Bagian pangkal Lolope terbuat dari bambu buluh dengan panjang kurang lebih 15 cm. Pada bagian bambu buluh ini terdapat dua bagian penting yang berfungsi mengatur nada suara yang dihasilkan yang disebut ela’ bao (atas) dan ela’ ba (bawah) dalam bahasa Kabupaten Sumbawa Barat. Kedua bagian ini memiliki panjang yang berbeda, di mana ela’ bao (atas) dengan panjang 3 cm untuk nada tinggi dan ela’ ba (bawah) sedikit lebih panjang dari ela’ bao (atas) untuk nada rendah dan variasi kombinasi suara yang dihasilkan (Muhari Ismar Pratama).

Bagian pangkal Lolope terbuat dari bambu buluh/Rivaldi Ihsan

Jika meminjam klasifikasi musik Sack dan Hornbostel alat musik Lolope termasuk pada bagian aerofon. Aerofon ialah alat musik yang bersumber dari getaran suara.

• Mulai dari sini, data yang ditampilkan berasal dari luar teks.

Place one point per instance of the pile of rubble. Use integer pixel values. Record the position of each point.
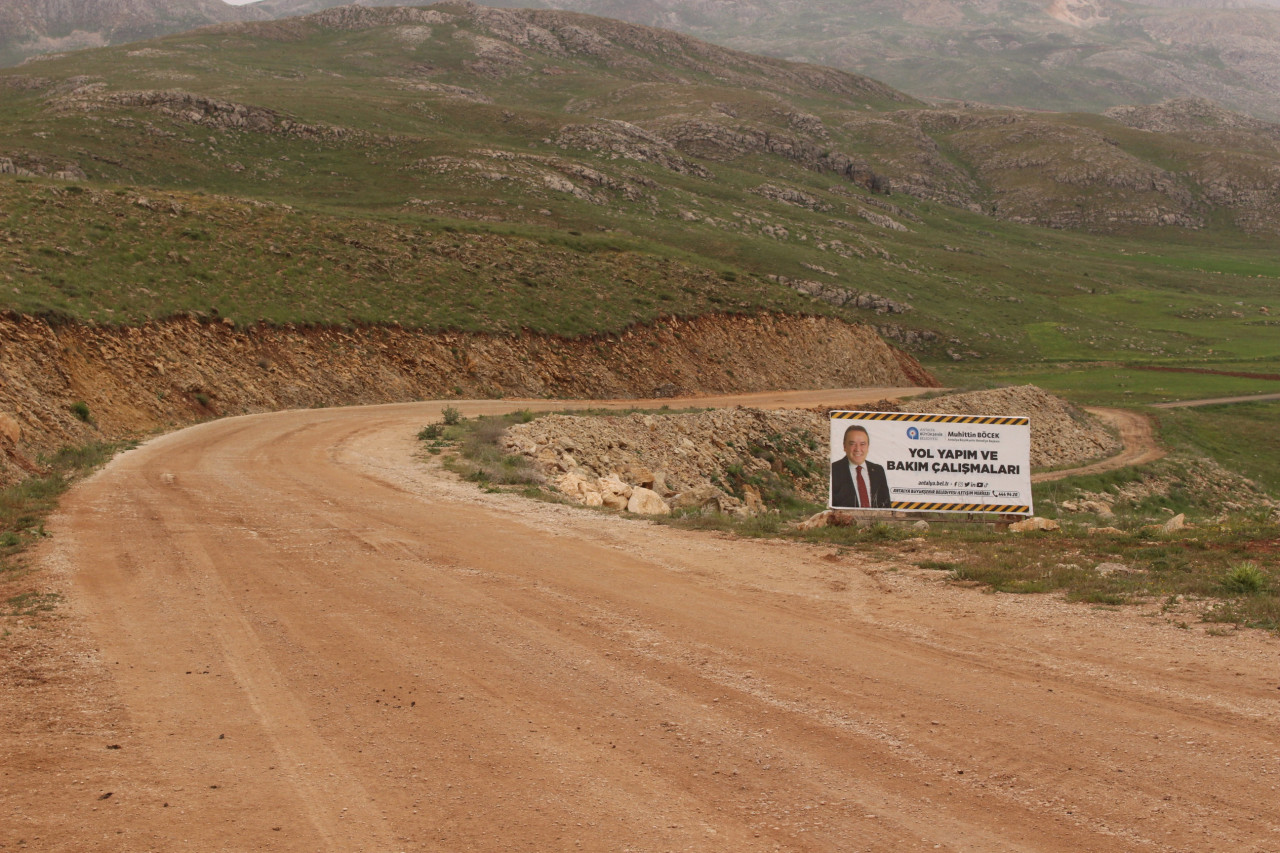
(736, 460)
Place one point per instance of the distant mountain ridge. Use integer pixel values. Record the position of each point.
(33, 27)
(575, 174)
(1061, 55)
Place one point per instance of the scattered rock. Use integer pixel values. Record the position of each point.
(647, 502)
(9, 429)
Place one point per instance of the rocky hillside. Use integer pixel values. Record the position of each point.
(746, 460)
(530, 105)
(1041, 54)
(1038, 54)
(35, 27)
(68, 384)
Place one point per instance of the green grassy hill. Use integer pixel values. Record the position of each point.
(461, 167)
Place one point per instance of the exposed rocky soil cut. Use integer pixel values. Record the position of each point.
(133, 381)
(725, 459)
(362, 653)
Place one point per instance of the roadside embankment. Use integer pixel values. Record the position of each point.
(732, 459)
(69, 384)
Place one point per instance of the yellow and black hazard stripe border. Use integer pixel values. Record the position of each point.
(922, 506)
(1000, 420)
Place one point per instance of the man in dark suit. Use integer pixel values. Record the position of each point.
(856, 483)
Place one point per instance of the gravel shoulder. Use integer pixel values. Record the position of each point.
(286, 633)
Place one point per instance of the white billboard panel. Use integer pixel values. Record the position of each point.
(936, 463)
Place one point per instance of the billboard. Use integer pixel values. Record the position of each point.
(910, 461)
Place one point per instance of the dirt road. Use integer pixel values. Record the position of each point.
(284, 634)
(1137, 438)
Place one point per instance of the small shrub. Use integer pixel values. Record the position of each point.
(1244, 579)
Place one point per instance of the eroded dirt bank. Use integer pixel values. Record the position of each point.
(168, 374)
(283, 634)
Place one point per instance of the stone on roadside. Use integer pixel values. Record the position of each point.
(696, 497)
(613, 492)
(9, 428)
(647, 502)
(574, 486)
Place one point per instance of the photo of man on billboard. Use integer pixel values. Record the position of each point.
(856, 483)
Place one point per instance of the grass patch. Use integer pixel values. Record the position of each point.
(23, 509)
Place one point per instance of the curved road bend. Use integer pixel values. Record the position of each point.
(301, 638)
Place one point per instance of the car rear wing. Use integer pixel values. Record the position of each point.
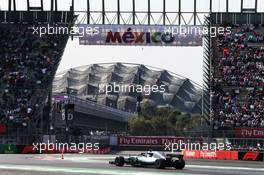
(178, 155)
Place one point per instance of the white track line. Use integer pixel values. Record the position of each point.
(225, 168)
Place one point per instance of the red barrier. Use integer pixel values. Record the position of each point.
(3, 128)
(206, 154)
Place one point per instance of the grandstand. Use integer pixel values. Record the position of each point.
(27, 67)
(84, 82)
(238, 78)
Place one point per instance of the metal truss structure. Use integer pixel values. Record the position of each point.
(133, 16)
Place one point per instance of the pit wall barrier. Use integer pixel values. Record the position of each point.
(224, 155)
(29, 149)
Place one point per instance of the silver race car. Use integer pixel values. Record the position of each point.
(152, 158)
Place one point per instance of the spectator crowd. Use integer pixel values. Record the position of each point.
(27, 64)
(238, 78)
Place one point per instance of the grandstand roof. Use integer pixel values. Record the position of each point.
(180, 92)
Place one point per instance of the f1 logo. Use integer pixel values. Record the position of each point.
(251, 156)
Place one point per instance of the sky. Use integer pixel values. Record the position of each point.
(185, 61)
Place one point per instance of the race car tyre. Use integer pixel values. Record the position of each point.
(134, 162)
(119, 161)
(179, 164)
(160, 163)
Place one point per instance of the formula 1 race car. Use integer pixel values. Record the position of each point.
(152, 158)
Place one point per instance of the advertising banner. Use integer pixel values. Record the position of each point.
(250, 156)
(249, 132)
(146, 141)
(144, 35)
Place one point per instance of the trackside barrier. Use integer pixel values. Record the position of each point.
(206, 154)
(250, 156)
(29, 149)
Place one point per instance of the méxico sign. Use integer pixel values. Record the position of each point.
(144, 35)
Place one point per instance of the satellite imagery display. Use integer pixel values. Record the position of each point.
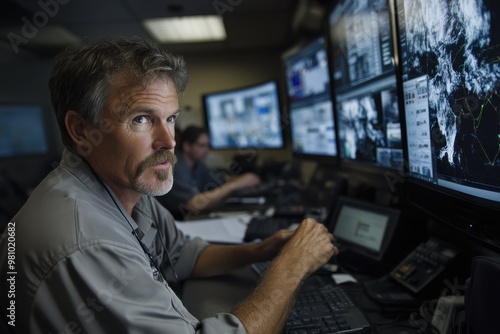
(450, 52)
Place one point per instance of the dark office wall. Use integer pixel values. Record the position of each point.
(25, 82)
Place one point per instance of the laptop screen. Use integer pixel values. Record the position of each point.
(363, 229)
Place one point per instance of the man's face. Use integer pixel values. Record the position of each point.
(136, 154)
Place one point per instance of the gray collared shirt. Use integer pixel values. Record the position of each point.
(78, 267)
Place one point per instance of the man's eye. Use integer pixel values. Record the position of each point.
(141, 120)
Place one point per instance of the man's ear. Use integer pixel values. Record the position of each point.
(75, 126)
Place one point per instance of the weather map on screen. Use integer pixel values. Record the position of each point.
(450, 58)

Fungsi Lolope ialah sebagai alat musik tiup melodis, alat yang memainkan nada satu persatu secara bergantian, ini disebabkan oleh keterbatasan alat musik tiup tersebut dalam menghasilkan dan memainkan nada-nada.

Para seniman tradisi Kabupaten Sumbawa Barat biasanya membuat alat musik Lolope dengan standar pendengaran telinga seniman yang enak didengar atau biasa disebut musikal seniman yang lahir dari pembelajaran lisan dari orang-orang tua terdahulu. Tujuannya, agar pertunjukan musik Lolope dapat memuaskan rasa musikal si pemain, sehingga banyak dari seniman atau musisi pembuat alat musik tersebut menyesuaikan dengan rasa musikalnya masing-masing.

Cara memainkan alat musik Lolope ialah dengan cara ditiup memanfaatkan pernafasan melalui mulut. Ada dua teknik saat memainkan alat musik tiup tersebut. Pertama teknik ela’ bao yang berarti atas, dimainkan ela’ bao (atas) dengan memanfaatkan gigi atas pemain. Begitu pula ela’ ba berarti (bawah) dimainkan dengan cara mengkombinasikan lidah pemain dengan nafas yang tidak terputus selama meniup alat musik Lolope.

Bahan dasar pembuatan alat musik Lolope adalah batang padi. Akan tetapi, dalam prosesnya, penggunaan batang padi dirasa tidak terlalu efektif disebabkan tidak dapat bertahan lama dan tidak dapat digunakan secara berulang-ulang. Sehingga dalam perkembangannya, masyarakat Kabupaten Sumbawa Barat mengganti bahan dasar pembuatan alat musik Lolope yang sebelumnya batang padi menjadi bambu buluh kering dan daun lontar muda pada bagian ujungnya.

Fungsi alat musik Lolope dalam budaya masyarakat Sumbawa Barat pada umumnya dan masyarakat Taliwang khususnya adalah untuk menghibur pada saat waktu panen raya dan barapan kerbau. Selanjutnya, seiring dengan perkembangan zaman, para pemain musik Lolope saat ini sulit ditemukan dan hanya tersisa tiga orang (Roy Mahendra).

Oleh karena itu, generasi muda tingkat pelajar sebagai penerus pemain alat musik Lolope, turut andil dalam melestarikan alat musik ini, tentunya dengan cara membuat pertunjukan musik Lolope dan workshop pembuat alat musik Lolope yang dikemas dengan menarik dan bekerja sama dengan pihak sekolah dan instansi pemerintah Kabupaten Sumbawa Barat.